Le revers de la médaille … 

Malgré le succès épatant, les coopératives Mutoyi ont cependant souffert des crises répétitives qui ont touché le pays, notamment celle d’élevage des poules : « En 1992, en plus du Burundi, nous pouvions alimenter la Tanzanie, la RDC et le Rwanda, avec une production de plus 12.000 poussins par semaine. De nos jours, malheureusement, nous n’en sommes plus qu’à 1.500 poussins. » regrette Simbakwira.

Parmi les coopératives visitées à Mutoyi, figurent aussi la coopérative de tricotage de Mutoyi composée entièrement par les femmes, 35 au total.

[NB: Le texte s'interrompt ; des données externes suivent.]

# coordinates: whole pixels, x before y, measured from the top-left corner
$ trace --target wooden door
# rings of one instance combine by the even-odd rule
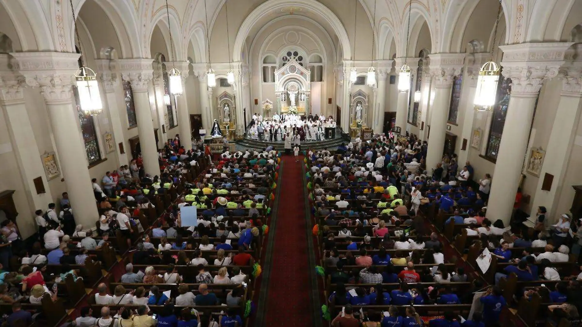
[[[445,148],[442,154],[448,154],[449,157],[455,153],[455,148],[457,145],[457,136],[447,132],[445,134]]]
[[[391,111],[389,112],[384,112],[384,127],[382,127],[382,131],[385,133],[388,134],[390,130],[392,129],[396,125],[396,113],[395,111]]]
[[[192,128],[192,136],[199,137],[202,129],[202,115],[190,115],[190,126]]]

Aujourd’hui, informe Joséphine Manirakiza, la Présidente, le profit ne suit pas toujours les efforts consentis avec les frais d’entretien du matériel, l’achat des fils spéciaux importés d’Italie, … Par ailleurs, les établissements scolaires en quête des tricots uniformes pour leurs élèves constituent leur principale clientèle.

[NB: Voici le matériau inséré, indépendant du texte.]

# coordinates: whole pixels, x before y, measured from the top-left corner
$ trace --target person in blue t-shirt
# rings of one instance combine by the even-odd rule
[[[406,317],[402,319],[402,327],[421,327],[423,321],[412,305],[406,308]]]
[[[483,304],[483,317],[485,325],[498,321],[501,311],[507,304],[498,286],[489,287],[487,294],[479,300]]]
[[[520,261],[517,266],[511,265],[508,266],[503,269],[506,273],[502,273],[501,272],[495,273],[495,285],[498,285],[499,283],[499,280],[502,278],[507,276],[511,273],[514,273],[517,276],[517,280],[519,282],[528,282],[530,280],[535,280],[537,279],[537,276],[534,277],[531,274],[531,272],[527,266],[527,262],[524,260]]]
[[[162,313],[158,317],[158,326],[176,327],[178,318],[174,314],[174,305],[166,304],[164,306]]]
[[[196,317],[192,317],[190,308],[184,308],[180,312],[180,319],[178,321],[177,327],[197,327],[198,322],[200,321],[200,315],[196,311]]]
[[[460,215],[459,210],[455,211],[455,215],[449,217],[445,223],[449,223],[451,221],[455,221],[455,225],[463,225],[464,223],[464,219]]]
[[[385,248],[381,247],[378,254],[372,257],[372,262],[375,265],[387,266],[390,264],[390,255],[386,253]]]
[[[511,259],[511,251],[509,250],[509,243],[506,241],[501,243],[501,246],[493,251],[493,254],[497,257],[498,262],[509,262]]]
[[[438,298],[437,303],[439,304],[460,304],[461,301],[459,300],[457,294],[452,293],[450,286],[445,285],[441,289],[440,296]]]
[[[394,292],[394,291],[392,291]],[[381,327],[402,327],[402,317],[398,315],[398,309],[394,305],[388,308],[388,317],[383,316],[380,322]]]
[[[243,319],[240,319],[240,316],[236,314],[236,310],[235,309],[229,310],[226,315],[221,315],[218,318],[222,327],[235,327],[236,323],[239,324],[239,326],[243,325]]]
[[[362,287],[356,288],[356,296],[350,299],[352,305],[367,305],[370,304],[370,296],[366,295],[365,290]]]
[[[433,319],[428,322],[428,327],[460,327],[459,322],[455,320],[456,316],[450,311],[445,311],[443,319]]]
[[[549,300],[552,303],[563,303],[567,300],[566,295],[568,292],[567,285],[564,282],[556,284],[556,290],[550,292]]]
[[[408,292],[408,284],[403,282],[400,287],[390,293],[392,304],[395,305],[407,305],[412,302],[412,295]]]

Coopérative de tricotage de Mutoyi composée entièrement de femmes/Jimbere

Aujourd’hui, les volontaires italiens se sont retirés de la gestion des coopératives Mutoyi. Elles sont dans les mains des Burundais. Est-ce que la qualité des produits sera toujours la même ? « Malgré les défis, nous devons garder l’honneur », estime Simbakwira. On ne peut que leur souhaiter bon vent …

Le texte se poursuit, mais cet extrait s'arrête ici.